Die individuelle Kreativität und fachliche Kompetenz wird mit einer dreistufigen Projektarbeit (in Summe 34 ECTS-Anrechnungspunkte) geformt und verfeinert. Die Projektarbeit beginnt im ersten Semester mit dem experimentellen Konzept, das fachlich den Schwerpunkt Sounddesign ausweist. Im zweiten Semester ist als Ergebnis ein Prototyp hervorzubringen. Dieser wird im dritten Semester zu einem marktnahen Produkt entwickelt. In einer abschließenden Präsentation, außerhalb der beiden Ausbildungseinrichtungen FHJ und KUG, müssen die Studierenden ihre Kompetenzen unter Beweis stellen.

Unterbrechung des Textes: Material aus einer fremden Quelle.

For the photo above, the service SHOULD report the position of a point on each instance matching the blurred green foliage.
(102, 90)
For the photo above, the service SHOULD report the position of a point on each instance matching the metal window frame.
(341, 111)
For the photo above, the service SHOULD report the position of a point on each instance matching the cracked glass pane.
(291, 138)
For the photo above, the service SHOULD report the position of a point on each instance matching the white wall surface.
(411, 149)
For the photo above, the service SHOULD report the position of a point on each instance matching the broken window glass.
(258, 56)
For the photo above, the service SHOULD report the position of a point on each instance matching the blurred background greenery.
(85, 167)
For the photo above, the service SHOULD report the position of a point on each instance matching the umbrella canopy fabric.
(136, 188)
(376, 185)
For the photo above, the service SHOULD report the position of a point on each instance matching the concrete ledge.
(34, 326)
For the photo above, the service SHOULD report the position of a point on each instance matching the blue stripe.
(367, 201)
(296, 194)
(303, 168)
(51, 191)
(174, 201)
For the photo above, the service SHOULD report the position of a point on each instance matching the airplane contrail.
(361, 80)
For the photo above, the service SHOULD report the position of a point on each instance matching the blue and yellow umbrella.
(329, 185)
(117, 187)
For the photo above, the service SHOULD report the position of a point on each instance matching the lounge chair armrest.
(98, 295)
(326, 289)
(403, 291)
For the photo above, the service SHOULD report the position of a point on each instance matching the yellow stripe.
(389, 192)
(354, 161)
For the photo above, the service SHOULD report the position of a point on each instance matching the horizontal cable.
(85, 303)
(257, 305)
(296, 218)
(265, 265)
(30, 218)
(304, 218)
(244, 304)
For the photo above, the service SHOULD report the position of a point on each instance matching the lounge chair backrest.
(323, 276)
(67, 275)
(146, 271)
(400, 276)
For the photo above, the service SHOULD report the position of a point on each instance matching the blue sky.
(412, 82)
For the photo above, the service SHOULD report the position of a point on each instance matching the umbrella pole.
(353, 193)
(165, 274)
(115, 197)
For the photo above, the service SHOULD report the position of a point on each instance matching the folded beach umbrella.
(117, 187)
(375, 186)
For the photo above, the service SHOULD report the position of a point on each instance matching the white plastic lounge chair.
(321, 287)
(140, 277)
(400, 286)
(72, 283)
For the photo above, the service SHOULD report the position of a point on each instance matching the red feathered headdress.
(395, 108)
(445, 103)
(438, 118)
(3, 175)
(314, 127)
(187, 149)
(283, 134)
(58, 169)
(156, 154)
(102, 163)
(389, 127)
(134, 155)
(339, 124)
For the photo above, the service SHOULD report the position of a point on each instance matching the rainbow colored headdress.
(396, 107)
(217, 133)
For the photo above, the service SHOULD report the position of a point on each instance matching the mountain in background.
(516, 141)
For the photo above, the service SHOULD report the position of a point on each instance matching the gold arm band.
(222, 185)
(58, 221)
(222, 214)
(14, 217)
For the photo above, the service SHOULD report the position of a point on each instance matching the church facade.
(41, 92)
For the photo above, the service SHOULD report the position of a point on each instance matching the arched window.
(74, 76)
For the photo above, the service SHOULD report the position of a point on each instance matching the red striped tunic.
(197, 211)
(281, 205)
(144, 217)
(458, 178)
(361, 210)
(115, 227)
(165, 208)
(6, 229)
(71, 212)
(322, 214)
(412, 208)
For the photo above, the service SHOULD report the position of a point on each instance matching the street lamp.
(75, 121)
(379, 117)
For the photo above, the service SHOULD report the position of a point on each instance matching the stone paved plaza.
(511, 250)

Die Masterarbeit (25 ECTS-Anrechnungspunkte) sowie ein vorbereitendes und ein begleitendes Seminar (in Summe 4 ECTS-Anrechnungspunkte) sorgen für eine solide Heran- und Einführung in wissenschaftliche Arbeitstechniken. Die Masterarbeit, mit der das Studium abgeschlossen wird, stellt eine Dokumentation der erlernten Fähigkeiten dar und soll einen wichtigen Baustein zum Portfolio der Studierenden beitragen, hauptsächlich aber die Kompetenz der Studierenden im Bereich Design-Research belegen.

Das Studienangebot wird durch einen Wahlpflichtfächerkatalog abgerundet. Dieser besteht aus 8 Lehrveranstaltungen im Umfang von 18 ECTS-Anrechnungspunkten, aus denen 6 ECTS-Anrechnungspunkte zu wählen sind. Die Wahlpflichtfächer werden bereits im ersten Semester angeboten und ermöglichen ggf. bestehende Defizite, bedingt durch jeweilige Vorbildungen, zu beheben sowie rudimentäre Vorkenntnisse zu vertiefen.